Icelandic comedy group

Spaugstofan is an Icelandic comedy group, formed in 1985, best known for their namesake weekly Saturday night sketch comedy show that has been broadcast, with breaks, and under various names, on the public television channel Sjónvarpið, and later on Stöð 2, from 1989 to 2014.

The show is the highest rated regular program on Icelandic television. Generally, the sketches satirize public events of the past week, or the exploits of recurring characters in the show.

Spaugstofan's current lineup consists of actors Örn Árnason, Karl Ágúst Úlfsson, Pálmi Gestsson and Sigurður Sigurjónsson.

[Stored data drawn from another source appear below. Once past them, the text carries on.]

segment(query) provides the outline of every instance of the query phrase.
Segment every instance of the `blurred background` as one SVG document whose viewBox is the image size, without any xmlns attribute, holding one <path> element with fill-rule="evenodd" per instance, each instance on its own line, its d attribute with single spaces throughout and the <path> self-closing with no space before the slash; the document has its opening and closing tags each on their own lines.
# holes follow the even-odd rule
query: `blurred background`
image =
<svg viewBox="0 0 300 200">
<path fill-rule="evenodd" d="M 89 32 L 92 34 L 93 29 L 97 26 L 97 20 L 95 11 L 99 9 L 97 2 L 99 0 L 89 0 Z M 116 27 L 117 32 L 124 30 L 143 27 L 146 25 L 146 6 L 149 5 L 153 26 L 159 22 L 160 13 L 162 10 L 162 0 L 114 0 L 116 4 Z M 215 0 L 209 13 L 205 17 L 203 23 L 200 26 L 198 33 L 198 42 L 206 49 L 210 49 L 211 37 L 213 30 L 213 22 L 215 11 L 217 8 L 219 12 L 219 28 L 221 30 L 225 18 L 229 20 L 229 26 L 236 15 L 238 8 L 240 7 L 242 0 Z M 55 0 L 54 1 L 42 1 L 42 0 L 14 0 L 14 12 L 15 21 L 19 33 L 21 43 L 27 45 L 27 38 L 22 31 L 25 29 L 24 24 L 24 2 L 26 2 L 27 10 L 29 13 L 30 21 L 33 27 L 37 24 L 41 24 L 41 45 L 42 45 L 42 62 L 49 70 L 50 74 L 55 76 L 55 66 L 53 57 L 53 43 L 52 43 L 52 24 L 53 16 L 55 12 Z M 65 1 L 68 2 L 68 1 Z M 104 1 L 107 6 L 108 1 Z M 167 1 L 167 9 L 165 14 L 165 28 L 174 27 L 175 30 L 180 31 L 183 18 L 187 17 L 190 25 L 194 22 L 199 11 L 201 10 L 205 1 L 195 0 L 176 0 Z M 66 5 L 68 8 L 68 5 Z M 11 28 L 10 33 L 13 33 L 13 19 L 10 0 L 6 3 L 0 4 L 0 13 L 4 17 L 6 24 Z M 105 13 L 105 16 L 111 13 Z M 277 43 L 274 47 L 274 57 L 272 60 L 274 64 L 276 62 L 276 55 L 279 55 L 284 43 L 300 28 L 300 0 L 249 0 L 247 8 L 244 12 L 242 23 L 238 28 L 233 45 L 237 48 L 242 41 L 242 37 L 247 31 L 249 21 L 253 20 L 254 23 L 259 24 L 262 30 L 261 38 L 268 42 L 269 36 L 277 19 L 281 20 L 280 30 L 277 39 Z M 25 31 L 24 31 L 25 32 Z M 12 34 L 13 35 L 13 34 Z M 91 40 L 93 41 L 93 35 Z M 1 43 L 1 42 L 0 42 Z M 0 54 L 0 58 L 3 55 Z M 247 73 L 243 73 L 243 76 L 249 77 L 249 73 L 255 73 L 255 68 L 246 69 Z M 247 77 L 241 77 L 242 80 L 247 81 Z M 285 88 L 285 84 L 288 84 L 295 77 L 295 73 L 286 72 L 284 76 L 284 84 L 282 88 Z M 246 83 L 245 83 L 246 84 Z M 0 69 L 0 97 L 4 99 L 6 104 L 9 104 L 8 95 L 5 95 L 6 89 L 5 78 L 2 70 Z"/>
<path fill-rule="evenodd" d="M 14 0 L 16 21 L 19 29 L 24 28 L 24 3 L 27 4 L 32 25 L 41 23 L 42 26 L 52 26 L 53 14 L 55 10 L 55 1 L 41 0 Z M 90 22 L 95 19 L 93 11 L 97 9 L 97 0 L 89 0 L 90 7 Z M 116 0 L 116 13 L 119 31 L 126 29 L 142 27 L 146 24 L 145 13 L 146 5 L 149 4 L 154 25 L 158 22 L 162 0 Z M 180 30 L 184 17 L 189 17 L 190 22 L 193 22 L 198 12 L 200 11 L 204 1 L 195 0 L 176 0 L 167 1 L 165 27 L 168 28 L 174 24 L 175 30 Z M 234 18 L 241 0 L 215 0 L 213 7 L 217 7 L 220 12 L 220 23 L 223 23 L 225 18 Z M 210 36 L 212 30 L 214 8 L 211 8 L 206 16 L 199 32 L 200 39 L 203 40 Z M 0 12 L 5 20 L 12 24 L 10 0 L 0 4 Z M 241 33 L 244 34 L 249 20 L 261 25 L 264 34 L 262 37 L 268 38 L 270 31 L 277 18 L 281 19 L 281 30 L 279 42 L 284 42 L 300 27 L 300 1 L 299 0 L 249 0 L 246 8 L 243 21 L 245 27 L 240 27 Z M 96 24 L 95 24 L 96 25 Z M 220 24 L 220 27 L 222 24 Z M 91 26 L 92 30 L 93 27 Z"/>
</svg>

Randver Þorláksson was a part of the original cast but left before the 2007–2008 season. Before Randver left, the lineup had remained more or less unchanged since the group was formed. Randver's leaving the program proved very controversial in Iceland, especially as he made it clear he was not resigning of his own will, and no reason was publicly given for his departure, other than that it would make room for new guest actors in each episode..

The comedian Laddi starred with the group in its earliest years.